Practice: DQN (derive the max-overestimation bias + trace a target-network update)

Exercise 1: derive the max-overestimation bias from first principles (with dual-path check)

The lesson stated the closed-form result: with three actions, true Q*(s, a) = 0, and noisy estimates Q̂(s, a) = ε_a with ε_a ~ N(0, 1) iid, the single-network max target satisfies E[max] = 3 / (2√π) ≈ 0.8463. Derive the n = 2 version yourself and check it two ways.

Part A: the trick (`max(X, Y) = (X + Y)/2 + |X - Y|/2`)

For any two real numbers:

max(X, Y) = (X + Y)/2 + |X - Y|/2
min(X, Y) = (X + Y)/2 - |X - Y|/2

(Sum them and you get X + Y; subtract them and you get |X - Y|.)
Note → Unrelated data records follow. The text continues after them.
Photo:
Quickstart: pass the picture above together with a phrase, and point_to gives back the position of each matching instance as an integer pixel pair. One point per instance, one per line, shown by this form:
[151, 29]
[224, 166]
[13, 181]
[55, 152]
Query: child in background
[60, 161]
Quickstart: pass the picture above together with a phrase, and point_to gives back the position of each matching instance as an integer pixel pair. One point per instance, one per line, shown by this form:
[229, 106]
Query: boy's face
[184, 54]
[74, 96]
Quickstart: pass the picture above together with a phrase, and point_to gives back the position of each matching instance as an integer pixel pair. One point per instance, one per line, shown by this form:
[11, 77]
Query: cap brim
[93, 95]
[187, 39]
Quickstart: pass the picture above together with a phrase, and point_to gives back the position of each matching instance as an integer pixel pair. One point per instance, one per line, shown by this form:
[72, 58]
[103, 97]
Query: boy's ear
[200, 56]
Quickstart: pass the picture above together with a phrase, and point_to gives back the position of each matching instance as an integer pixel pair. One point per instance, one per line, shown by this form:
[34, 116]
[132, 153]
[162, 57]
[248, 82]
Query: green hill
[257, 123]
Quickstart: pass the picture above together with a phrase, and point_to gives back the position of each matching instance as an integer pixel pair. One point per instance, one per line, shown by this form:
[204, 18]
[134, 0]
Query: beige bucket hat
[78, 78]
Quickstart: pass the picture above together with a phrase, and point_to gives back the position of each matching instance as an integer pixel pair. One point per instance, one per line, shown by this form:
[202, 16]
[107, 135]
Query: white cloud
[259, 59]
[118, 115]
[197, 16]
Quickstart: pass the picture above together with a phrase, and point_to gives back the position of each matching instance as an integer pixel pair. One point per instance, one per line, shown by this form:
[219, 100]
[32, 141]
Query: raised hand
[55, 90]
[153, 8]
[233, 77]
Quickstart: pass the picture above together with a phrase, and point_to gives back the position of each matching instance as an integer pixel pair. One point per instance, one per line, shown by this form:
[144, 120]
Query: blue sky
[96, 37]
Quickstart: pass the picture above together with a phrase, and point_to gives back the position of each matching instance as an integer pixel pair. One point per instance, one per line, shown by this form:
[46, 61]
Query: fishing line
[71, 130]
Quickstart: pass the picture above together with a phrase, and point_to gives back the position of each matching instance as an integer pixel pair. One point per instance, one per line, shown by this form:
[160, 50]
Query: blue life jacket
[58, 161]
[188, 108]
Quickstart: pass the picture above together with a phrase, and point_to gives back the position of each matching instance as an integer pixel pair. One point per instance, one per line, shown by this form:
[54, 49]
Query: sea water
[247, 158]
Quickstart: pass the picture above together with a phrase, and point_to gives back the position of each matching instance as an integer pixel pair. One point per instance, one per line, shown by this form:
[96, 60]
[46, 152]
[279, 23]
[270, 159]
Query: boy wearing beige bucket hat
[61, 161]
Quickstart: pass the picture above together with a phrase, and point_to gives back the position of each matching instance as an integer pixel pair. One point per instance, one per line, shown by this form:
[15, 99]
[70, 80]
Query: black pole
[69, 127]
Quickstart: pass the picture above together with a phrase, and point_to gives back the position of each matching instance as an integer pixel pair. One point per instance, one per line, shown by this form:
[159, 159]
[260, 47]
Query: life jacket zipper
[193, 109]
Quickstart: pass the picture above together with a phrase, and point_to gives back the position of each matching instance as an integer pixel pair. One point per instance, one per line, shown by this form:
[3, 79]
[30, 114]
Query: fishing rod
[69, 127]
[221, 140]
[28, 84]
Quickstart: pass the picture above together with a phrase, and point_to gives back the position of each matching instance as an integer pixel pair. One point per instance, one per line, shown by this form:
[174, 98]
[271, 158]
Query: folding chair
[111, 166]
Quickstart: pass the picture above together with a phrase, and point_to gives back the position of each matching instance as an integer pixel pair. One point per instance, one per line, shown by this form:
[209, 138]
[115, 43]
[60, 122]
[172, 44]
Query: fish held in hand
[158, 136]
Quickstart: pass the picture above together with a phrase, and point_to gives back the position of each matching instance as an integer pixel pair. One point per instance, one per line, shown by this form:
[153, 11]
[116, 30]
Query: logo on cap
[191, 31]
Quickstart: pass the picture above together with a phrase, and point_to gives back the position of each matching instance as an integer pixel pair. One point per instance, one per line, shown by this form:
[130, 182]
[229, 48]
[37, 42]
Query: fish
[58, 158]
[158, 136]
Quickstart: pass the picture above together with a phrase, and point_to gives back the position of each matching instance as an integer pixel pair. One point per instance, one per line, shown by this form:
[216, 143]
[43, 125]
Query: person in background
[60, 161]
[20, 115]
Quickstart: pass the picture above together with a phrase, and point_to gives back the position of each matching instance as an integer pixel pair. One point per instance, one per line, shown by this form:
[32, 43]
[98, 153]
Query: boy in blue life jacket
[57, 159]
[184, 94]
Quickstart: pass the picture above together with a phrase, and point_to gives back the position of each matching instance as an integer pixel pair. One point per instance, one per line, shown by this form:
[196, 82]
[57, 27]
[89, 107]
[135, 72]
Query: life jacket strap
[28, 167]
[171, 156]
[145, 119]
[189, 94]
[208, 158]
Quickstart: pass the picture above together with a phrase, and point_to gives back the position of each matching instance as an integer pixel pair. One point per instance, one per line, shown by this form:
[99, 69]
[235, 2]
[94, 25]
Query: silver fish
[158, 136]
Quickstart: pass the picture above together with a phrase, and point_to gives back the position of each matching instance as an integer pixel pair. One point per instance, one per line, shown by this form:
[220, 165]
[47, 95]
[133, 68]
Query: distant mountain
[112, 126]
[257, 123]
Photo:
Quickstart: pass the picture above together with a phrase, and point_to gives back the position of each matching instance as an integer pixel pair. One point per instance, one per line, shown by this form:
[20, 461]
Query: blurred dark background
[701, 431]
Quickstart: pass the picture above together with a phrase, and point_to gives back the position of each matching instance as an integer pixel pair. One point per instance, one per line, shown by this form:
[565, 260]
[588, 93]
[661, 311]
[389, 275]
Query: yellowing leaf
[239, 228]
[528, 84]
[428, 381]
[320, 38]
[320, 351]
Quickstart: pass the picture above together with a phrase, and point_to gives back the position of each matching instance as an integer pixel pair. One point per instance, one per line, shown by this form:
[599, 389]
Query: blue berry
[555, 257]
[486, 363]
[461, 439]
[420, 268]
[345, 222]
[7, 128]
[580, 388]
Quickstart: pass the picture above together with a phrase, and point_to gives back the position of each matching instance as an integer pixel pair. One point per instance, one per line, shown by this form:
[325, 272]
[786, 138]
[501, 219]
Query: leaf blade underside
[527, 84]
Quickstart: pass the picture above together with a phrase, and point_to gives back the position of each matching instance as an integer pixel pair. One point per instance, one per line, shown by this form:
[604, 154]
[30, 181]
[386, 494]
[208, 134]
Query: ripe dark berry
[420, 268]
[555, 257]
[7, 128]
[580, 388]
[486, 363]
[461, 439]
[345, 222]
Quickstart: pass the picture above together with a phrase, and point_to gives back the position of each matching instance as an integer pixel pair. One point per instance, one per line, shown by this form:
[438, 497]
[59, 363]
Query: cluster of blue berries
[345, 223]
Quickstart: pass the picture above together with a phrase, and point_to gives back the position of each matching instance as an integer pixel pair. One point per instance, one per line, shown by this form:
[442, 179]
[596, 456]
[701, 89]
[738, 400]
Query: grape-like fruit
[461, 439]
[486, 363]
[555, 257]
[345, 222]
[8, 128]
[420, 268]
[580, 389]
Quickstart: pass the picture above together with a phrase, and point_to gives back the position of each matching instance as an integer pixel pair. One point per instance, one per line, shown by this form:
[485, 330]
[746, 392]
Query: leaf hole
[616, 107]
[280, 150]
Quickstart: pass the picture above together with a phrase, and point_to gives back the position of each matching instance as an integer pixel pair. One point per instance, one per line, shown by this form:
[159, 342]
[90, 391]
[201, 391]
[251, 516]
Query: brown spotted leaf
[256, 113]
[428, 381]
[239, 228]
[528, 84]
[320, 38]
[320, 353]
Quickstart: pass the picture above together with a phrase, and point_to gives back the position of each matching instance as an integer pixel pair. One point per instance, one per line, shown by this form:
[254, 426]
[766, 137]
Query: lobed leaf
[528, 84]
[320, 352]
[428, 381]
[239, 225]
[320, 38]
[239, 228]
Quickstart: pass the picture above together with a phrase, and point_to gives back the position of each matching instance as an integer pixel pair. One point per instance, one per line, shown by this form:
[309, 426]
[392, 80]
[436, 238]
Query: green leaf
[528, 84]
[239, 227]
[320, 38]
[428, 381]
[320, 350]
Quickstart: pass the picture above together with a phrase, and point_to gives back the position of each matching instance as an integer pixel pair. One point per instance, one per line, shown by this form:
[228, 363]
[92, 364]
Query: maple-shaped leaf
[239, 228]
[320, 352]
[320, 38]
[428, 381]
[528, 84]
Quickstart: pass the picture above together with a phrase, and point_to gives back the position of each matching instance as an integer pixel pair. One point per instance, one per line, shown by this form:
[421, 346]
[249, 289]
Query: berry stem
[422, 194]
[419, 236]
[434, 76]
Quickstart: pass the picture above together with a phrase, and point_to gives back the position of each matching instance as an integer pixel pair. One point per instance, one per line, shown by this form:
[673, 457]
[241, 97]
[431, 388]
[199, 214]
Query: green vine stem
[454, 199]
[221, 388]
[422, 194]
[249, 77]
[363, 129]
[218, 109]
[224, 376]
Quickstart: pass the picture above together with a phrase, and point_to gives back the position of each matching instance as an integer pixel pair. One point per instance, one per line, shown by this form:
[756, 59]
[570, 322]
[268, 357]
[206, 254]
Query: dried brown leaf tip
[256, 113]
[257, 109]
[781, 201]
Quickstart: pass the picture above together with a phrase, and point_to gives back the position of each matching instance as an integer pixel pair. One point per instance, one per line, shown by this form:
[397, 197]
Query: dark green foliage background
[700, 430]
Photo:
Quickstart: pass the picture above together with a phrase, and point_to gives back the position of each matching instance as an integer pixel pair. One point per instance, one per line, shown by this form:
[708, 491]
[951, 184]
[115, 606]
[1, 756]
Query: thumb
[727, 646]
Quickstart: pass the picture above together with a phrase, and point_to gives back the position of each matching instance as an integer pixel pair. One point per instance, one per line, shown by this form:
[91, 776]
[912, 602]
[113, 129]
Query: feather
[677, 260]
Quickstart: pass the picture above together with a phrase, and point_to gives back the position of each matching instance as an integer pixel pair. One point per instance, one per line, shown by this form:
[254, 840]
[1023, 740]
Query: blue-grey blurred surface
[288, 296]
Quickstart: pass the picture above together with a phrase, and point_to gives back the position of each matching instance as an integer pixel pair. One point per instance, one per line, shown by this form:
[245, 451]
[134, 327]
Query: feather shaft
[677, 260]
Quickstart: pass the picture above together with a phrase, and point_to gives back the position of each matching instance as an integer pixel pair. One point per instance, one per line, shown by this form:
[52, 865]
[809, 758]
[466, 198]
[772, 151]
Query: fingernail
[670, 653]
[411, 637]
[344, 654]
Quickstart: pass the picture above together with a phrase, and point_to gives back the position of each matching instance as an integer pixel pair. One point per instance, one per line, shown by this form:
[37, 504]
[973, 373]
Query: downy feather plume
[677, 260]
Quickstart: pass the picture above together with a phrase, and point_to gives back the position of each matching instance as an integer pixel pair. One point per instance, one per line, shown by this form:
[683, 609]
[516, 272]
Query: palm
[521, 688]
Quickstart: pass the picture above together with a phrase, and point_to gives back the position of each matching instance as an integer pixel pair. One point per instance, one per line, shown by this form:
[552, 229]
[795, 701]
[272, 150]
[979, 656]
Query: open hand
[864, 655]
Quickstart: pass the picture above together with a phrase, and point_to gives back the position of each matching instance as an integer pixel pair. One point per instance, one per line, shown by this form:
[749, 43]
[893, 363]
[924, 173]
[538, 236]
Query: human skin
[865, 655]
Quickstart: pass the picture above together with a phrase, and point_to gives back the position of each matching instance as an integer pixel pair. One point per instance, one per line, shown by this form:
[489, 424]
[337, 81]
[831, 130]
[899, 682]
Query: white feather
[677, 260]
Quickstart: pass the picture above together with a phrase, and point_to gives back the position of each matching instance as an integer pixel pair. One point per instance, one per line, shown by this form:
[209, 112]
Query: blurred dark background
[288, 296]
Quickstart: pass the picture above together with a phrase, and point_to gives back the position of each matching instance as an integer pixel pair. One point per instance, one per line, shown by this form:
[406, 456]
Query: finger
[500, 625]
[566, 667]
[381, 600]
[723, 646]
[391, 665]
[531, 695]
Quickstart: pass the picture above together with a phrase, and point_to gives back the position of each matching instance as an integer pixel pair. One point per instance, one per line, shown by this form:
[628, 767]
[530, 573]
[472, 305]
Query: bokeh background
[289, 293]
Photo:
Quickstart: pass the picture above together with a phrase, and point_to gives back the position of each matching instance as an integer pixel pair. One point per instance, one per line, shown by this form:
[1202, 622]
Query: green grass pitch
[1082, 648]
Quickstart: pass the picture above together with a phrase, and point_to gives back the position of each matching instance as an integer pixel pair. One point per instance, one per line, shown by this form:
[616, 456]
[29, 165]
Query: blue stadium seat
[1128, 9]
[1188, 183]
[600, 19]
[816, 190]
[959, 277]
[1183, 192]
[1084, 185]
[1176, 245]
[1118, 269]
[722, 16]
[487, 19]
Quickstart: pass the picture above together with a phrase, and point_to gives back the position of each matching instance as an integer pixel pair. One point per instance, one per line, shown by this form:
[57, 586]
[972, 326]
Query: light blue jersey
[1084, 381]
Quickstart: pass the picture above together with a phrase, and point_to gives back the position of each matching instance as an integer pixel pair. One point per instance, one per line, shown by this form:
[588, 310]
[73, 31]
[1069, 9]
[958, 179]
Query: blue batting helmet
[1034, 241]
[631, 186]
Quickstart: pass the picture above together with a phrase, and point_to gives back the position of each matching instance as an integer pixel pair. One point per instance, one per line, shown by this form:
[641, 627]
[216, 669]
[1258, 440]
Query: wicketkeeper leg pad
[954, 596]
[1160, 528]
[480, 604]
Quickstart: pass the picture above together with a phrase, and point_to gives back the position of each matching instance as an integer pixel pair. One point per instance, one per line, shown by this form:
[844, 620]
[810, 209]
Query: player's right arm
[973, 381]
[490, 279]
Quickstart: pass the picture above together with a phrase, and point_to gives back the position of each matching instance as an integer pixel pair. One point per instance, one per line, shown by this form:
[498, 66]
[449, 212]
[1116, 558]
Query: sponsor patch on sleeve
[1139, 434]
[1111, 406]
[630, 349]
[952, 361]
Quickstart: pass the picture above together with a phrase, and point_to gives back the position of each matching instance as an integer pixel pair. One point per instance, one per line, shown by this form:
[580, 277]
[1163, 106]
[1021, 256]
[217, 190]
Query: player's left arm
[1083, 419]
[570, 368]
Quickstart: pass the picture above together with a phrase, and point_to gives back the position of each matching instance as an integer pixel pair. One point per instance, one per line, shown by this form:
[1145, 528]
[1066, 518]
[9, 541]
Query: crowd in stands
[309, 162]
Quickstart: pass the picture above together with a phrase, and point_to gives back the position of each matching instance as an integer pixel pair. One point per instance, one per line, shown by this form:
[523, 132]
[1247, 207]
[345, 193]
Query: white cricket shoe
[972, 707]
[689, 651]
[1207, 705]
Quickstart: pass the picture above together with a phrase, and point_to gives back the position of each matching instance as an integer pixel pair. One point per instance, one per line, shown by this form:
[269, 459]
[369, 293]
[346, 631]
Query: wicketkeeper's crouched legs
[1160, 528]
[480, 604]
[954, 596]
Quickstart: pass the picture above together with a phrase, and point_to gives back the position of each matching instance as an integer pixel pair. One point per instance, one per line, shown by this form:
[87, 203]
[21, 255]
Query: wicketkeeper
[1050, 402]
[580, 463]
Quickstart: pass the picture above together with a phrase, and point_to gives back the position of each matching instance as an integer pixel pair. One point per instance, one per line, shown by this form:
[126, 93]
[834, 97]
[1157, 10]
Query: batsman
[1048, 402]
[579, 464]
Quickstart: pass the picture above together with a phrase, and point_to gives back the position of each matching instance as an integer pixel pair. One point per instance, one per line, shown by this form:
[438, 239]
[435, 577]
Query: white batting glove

Apply with X, Y ~ N(0, 1) iid. The expectation splits:

E[max(X, Y)] = E[(X + Y)/2] + E[|X - Y|/2]
            = 0 + (1/2) · E[|X - Y|]

So you need E[|X - Y|]. The difference X - Y is the sum of two independent zero-mean Gaussians, so X - Y ~ N(0, 2) (means add to 0, variances add to 1 + 1 = 2).

The absolute value of a N(0, σ²) Gaussian has a known mean (half-normal distribution): E[|Z|] = σ · √(2/π). With σ² = 2, σ = √2:

E[|X - Y|] = √2 · √(2/π) = √(4/π) = 2/√π

Therefore:

E[max(X, Y)] = (1/2) · 2/√π = 1/√π ≈ 0.5642

Part B: dual-path check via simulation arithmetic

Simulate N = 100 pairs of standard normals by hand (or trust the law of large numbers; the point is the closed-form derivation, which you can check).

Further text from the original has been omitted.